I know you thinkI have a massive downer on GamePass but I don't, it's the fundamental economic model that interests me. GamePass has been running almost four years (launched June 2017). If your business if making a loss you have two ways to address that. You can charge more (subs go up), you can spend less - or you can do a bit of both.

It would be interesting to know when Microsoft predict GamePass will become profitable based on changes they likely have in the pipeline.

It's possible if an assumption is made that all subscribers would keep their subscription if it wasn't being discounted (1 USD for first 3 months) or subsidized (redeem Bing rewards for subscription) it would be profitable or nearly profitable. Basically they are banking that at some point the service will sustain itself without requiring massive incentives to get people to try the service.

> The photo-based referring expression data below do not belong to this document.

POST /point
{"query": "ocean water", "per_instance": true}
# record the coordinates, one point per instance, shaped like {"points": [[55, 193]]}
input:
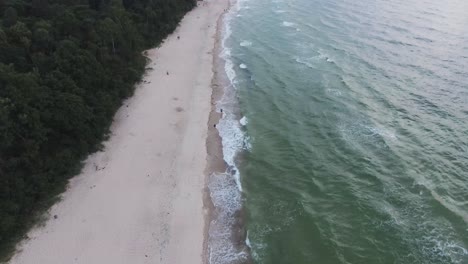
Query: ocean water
{"points": [[345, 129]]}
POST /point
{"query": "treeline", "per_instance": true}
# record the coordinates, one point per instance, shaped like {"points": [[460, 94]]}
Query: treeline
{"points": [[65, 67]]}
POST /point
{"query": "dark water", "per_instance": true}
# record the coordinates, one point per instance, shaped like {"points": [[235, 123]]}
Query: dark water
{"points": [[357, 129]]}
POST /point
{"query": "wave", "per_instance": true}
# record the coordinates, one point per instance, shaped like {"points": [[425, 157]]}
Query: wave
{"points": [[225, 188], [245, 43]]}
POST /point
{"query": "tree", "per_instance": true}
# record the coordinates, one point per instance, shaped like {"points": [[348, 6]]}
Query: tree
{"points": [[40, 7], [10, 17]]}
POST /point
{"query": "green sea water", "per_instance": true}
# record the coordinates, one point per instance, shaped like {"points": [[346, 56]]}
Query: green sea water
{"points": [[354, 129]]}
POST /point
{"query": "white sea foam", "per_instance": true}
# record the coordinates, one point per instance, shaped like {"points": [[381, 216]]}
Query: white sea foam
{"points": [[225, 188], [243, 121], [246, 43]]}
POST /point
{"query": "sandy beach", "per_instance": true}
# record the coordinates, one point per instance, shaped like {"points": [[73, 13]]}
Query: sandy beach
{"points": [[141, 200]]}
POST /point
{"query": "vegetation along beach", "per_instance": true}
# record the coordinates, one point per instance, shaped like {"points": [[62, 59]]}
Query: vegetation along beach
{"points": [[234, 131]]}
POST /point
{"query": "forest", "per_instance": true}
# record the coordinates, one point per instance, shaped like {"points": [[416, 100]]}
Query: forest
{"points": [[65, 67]]}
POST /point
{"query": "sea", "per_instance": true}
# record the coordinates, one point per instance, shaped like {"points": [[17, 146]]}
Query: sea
{"points": [[345, 132]]}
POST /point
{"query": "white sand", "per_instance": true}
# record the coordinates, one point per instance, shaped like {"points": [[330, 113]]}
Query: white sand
{"points": [[141, 199]]}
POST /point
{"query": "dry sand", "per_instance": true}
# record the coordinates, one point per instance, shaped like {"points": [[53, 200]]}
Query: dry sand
{"points": [[141, 199]]}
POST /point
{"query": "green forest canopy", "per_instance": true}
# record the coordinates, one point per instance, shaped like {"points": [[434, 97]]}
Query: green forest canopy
{"points": [[65, 67]]}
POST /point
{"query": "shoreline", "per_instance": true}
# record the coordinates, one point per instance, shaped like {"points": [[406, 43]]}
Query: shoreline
{"points": [[143, 198], [218, 170]]}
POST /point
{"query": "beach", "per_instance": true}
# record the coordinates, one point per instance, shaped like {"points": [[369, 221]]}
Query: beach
{"points": [[143, 199]]}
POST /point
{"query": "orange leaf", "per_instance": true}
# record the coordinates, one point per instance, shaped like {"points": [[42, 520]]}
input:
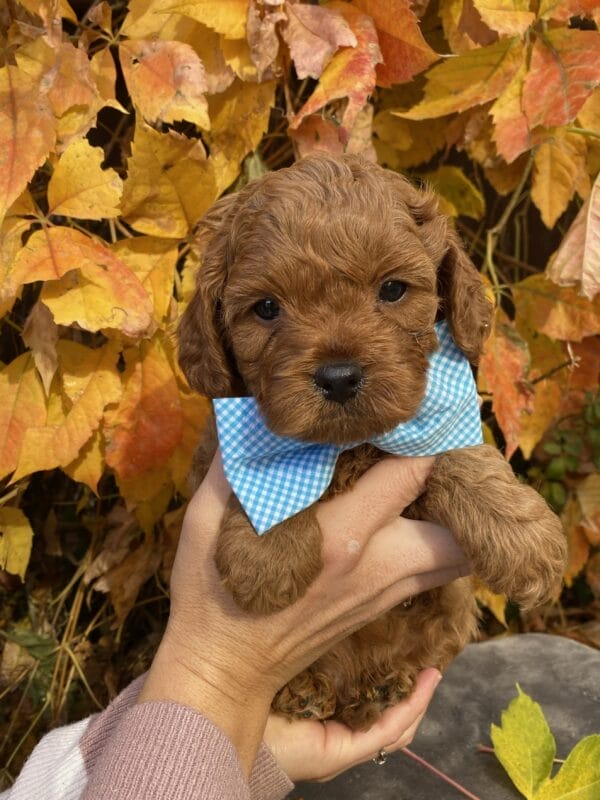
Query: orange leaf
{"points": [[22, 406], [153, 261], [350, 74], [166, 80], [469, 79], [504, 368], [578, 257], [511, 17], [146, 427], [313, 34], [79, 187], [563, 71], [27, 132], [95, 289], [40, 334], [558, 312], [170, 183], [91, 382], [404, 51]]}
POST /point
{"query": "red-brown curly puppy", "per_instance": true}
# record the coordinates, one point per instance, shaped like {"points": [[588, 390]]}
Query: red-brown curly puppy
{"points": [[336, 260]]}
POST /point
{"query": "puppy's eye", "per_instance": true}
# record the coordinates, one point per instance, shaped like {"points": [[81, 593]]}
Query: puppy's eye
{"points": [[391, 291], [267, 309]]}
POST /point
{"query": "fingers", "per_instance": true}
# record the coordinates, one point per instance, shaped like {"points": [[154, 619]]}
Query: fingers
{"points": [[207, 505], [394, 730], [379, 495]]}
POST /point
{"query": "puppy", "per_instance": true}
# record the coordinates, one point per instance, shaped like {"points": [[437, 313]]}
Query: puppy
{"points": [[338, 264]]}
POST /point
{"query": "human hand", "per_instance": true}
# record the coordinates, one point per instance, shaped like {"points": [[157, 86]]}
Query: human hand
{"points": [[308, 750], [228, 664]]}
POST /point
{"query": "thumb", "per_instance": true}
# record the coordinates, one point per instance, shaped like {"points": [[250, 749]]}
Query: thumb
{"points": [[381, 494]]}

The key is how long (or if you're pessimistic, never) until they don't need to give away free subscriptions in order to maintain X level subscription growth.

Regards,
SB
 
It's possible if an assumption is made that all subscribers would keep their subscription if it wasn't being discounted (1 USD for first 3 months) or subsidized (redeem Bing rewards for subscription) it would be profitable or nearly profitable. Basically they are banking that at some point the service will sustain itself without requiring massive incentives to get people to try the service. The key is how long (or if you're pessimistic, never) until they don't need to give away free subscriptions in order to maintain X level subscription growth.

I'm making no assumptions, I simply don't see where Microsoft can cut costs. I wasn't aware Microsoft were giving away vast numbers of free subs/cheap subscriptions but if they are, that is both impacting their direct subscriber revenue and inflating the apparent popularity of the service. If they have users who are happy to use GamePass for free but won't pay, that's no use of all. These types of users increase subscribers counts and inflate the amount Microsoft has to pay publishers for lost sales revenue, whilst simultaneously contributing little to the ecosystem unless they are spending a lot in microtransactions that also go through Microsoft's payment system.

There's a ton of moving parts and most of them aren't visible. But in terms of reducing costs, there are limited options. They don't want to end up like EGS where I've spent literally nothing there but have a massive game library - all 'free' games bankrolled by Epic's weekly giveaways.